Glutamate positron emission tomography
To evaluate the glutamatergic system, we measured the density of the metabotropic glutamate receptor 5 (mGluR5) using 18F-FPEB PET. The mean PET images (30–50 min) are shown in Figures 4A–F. Supplementary Figures 2A–C represent the regional TACs. After approximately 10 min, the striatum and hippocampus of the AD group showed lower PET uptake than those of the WT group. The SUVs at 30–50 min of the striatum indicated 26.8% lower uptake in the AD group than in the WT group (WT 2.55 ± 0.52 vs. AD 1.86 ± 0.28 SUV, p = 0.0034, Figure 4M). In the hippocampus, the uptake of the AD group was 25.3% lower than that of the WT group (WT 2.61 ± 0.55 vs. AD 1.95 ± 0.40, p = 0.0043, Figure 4M). In contrast, the radioactivity in the cerebellum did not differ between the groups (WT 0.58 ± 0.09 SUV vs. AD 0.49 ± 0.03, p = 0.6696, Figure 4M). The AUC value of the target region in the AD group showed a 24–27% decrease compared to that of the WT group (striatum: WT 97.72 ± 4.78 vs. AD 71.65 ± 3.01, p < 0.0001, hippocampus: WT 98.32 ± 4.89 vs. AD 74.64 ± 3.93, p < 0.0001, cerebellum: WT 22.47 ± 0.95 vs.
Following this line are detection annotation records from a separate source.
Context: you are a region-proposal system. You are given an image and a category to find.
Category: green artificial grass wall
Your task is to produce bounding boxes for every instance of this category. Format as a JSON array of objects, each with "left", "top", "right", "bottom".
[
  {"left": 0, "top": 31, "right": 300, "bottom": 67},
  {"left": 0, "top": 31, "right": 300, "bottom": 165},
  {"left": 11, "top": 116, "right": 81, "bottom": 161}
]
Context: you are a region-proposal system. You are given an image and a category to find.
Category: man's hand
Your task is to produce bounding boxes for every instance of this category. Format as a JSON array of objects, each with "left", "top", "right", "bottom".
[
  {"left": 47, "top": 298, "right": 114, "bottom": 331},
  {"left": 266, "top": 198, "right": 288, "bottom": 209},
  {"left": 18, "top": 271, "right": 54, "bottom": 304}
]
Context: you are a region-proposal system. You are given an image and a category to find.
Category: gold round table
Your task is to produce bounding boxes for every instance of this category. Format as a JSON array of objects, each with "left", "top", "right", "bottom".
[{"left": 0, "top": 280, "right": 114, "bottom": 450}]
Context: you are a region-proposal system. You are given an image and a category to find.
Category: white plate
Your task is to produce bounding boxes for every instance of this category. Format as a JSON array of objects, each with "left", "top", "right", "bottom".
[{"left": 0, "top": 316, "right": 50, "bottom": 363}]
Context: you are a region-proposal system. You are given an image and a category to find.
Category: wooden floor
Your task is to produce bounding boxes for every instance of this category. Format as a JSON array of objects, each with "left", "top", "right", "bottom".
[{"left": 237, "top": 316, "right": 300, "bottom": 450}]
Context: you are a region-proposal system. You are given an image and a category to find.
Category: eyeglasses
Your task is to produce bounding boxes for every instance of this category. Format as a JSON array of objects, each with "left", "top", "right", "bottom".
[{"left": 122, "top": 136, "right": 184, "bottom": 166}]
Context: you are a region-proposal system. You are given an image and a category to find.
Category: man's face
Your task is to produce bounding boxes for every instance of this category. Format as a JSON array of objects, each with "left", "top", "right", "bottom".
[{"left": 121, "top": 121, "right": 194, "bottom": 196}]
AD 21.97 ± 0.48, p = 0.8184, Table 1).
FIGURE 4
Figure 4. Mean positron emission tomography (PET) images of 18F-FPEB [wild-type (WT) (A–C) and Alzheimer’s disease (AD) (D–F) at 40–60 min] and 18F-flumazenil [WT (G–I) and AD (J–L) at 30–50 min]. Quantification of the radioactivities for the 18F-FPEB (M) and 18F-flumazenil (N). Data are presented as the mean ± SD (n = 6). Statistical significance was defined as a p value less than 0.05 for comparisons between groups (**p < 0.01, ***p < 0.001, and ****p < 0.0001).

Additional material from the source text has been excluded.